DDNS Using Njalla
Go to your domain on njalla:
Then press “Add record”, select “Dynamic” and write your subdomain in the input box. It should now be added to your records. Click on the record, you should now see something like the following:
Given this, your JSON file should contain the following:
{
"jellyfin.example.com": "48esqclnvqGiCZPbd"
}
Add the above as a secret file to your secrets (See this page for secrets management).
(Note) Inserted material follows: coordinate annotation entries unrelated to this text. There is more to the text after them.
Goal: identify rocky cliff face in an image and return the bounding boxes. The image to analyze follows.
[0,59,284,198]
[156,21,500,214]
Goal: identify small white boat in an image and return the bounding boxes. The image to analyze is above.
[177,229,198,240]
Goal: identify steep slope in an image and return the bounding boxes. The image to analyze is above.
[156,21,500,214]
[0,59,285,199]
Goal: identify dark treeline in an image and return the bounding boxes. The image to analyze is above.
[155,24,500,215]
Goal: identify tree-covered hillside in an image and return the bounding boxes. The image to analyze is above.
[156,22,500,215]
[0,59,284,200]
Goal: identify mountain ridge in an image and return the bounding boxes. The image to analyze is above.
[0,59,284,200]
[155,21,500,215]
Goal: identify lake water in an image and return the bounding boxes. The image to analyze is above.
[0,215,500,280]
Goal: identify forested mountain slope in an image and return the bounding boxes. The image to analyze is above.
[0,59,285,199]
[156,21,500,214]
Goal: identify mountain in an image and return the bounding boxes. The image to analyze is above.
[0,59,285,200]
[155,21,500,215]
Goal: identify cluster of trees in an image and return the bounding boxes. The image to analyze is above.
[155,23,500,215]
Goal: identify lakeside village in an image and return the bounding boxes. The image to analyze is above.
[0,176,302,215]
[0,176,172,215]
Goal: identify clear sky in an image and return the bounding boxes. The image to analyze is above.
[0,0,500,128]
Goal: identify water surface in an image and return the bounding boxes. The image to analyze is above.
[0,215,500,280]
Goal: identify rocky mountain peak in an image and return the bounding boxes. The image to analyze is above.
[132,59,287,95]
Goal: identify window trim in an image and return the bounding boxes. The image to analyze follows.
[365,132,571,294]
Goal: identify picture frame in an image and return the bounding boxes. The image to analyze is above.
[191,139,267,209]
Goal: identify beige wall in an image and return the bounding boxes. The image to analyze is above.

As an example, here is one way of accomplishing it:
- Write the specified JSON to
/data/.secret/njalla/keys-file.json
- Set the owner as root:
sudo chown root:root /data/.secret/njalla/keys-file.json
- Set the permissions to 700
(read, write, execute for file
owner, root):
sudo chmod 700 /data/.secret/njalla/keys-file.json
And finally add the secret file to your nix configuration:
{
nixarr.ddns.njalla = enable = true;
keysFile = "/data/.secret/njalla/keys-file.json";
};
After rebuilding, you can check the output of the DDNS script:
sudo systemctl status ddnsNjalla.service
Where you should see something like:
Mar 03 21:05:00 pi systemd[1]: Starting Sets the Njalla DDNS records...
Mar 03 21:05:02 pi ddns-njalla[26842]: {"status": 200, "message": "record updated", "value": {"A": "93.184.216.34"}}
Mar 03 21:05:02 pi ddns-njalla[26845]: {"status": 200, "message": "record updated", "value": {"A": "93.184.216.34"}}
Mar 03 21:05:02 pi systemd[1]: ddnsNjalla.service: Deactivated successfully.
Mar 03 21:05:02 pi systemd[1]: Finished Sets the Njalla DDNS records. Mar 03 21:05:02 pi systemd[1]: ddnsNjalla.service: Consumed 560ms CPU time, received 11.7K IP traffic, sent 3.0K IP traffic.
Then run the following to get your public IP address:
curl https://ipv4.icanhazip.com/
And if you check your njalla domain page, you should see your public IP on your Dynamic DNS record! After waiting a little you should be able to connect to your ip, using the set domain.